O cenário de Sérgio Modena (também diretor) e Carlos Augusto
Campos é composto de quatro estantes com rodinhas cheias de livros, que servem
otimamente para compor os diferentes ambientes em que a história se passa. Gargalhadas
com o quadro de Romero Britto. Flávio Sousa assina o ótimo figurino, colorido,
despojado e jovial, muito bem pensado para as diversas interpretações de
personagens dos atores. A luz, de Tiago e Fernanda Mantovani, é mais que
competente. Linda! Além de complementar a cenografia, criaram pequenos quadros,
pausas, pensamentos, apenas com a iluminação. Uma beleza! Marcelo Alonso Neves
assina a trilha sonora, sempre com competência e elegância nas escolhas.
No palco, Alexandre Barros é o protagonista Antônio,
emprestando verdade ao drama do rapaz. Gustavo Wabner interpreta um dos amigos,
além de provocar gargalhadas com sua interpretação de uma garotinha de 10 anos.
Marino Rocha, com grande potencia vocal, interpreta outro amigo, este
retardado, que só se comunica através de poesias, e tem seu melhor momento na
atuação como Sidney Magal fake. Hilário! Rodrigo Fagundes, não menos
importante, atua como o terceiro amigo da Antônio, e é seu o melhor momento da
peça quando interpreta uma professora, palestrante, sobre a arte e os efeitos
de como se suicidar. Rodrigo tem aqui sua melhor atuação em teatro.

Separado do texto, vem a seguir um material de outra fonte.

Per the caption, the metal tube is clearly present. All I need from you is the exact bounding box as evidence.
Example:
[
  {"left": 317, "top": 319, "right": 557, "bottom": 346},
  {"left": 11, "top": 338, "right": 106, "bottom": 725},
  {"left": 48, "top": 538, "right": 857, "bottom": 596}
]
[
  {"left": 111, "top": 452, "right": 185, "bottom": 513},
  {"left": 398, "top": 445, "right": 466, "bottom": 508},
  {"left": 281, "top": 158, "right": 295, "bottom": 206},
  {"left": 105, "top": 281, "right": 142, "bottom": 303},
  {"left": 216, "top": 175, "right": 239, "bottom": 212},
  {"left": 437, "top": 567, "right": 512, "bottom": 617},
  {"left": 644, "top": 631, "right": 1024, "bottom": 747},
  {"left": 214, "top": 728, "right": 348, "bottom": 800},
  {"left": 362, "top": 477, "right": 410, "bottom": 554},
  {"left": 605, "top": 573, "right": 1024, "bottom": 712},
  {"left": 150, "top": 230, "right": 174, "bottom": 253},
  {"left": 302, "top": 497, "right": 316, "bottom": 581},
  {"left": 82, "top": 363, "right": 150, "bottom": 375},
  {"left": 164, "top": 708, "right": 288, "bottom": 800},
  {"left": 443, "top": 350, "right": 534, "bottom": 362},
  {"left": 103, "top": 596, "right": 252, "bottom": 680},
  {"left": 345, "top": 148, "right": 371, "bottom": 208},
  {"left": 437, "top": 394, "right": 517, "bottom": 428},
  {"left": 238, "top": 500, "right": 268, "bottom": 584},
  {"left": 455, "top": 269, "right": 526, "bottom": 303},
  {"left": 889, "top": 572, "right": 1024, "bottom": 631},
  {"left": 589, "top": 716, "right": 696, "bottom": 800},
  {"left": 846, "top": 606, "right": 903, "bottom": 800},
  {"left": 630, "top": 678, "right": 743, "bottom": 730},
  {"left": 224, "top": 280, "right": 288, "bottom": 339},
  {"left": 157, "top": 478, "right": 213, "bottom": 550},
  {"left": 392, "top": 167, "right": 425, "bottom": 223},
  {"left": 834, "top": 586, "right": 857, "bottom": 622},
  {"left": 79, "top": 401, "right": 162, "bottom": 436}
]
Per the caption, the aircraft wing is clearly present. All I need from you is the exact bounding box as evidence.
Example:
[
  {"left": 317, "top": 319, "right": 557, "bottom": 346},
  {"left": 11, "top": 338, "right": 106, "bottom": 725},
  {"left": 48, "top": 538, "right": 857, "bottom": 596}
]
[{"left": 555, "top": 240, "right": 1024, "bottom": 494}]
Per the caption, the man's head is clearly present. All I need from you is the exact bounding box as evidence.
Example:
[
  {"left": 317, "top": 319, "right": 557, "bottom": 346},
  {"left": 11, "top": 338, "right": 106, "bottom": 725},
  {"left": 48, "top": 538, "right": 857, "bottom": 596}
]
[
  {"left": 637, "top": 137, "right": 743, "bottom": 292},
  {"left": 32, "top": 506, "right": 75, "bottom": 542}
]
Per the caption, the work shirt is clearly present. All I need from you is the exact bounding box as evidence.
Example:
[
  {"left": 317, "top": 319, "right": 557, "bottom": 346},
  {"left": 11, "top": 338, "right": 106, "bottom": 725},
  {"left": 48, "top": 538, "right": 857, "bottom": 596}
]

Nada disso poderia ter sido realizado se não fosse a "genialidade
crônica" de Sérgio Módena, diretor que, a cada trabalho, vem crescendo,
mostrando ser diferente em cada espetáculo, explorando o que de melhor tem cada
integrante da equipe técnica. Destaque para a forma despojada e ao mesmo tempo
muito séria com que trata do tema do espetáculo, as entradas e saídas,
modificações do cenário, explorando o humor sarcástico e o drama do personagem
principal.
Às vezes, tornar-se um estúpido é uma forma indolor, inodora
e insípida de levar a vida numa boa, sem pensar muito, apenas passando por ela
sem deixar rastros, nem sofrer muito. Eu prefiro a dor do pensamento. A
ignorância só será uma bênção para aqueles que querem ficar nesta zona de
conforto. Felizmente a ignorância não leva a nada, muito menos à melhora das
condições sociais e educacionais deste trágico momento em que passamos em nosso
país, com visível emburrecimento da população.
Como Me Tornei Estúpido no teatro é um oásis no deserto do pensamento
medíocre, na falta de grandes discussões. É muito importante assistir a este
espetáculo e refletir o que queremos como sociedade, como humanos. Onde vamos
chegar com tanta imbecilidade big brother?
No fim da peça, a redenção é clara: só a literatura (cultura
e educação) poderá salvar a todos nós deste caos! Aplausos de pé aos
idealizadores Alexandre Barros, Gustavo Wabner, Marino Rocha, Sérgio Módena e
Pablo Sanábio! Vida longa!! E #somostodosestúpidos!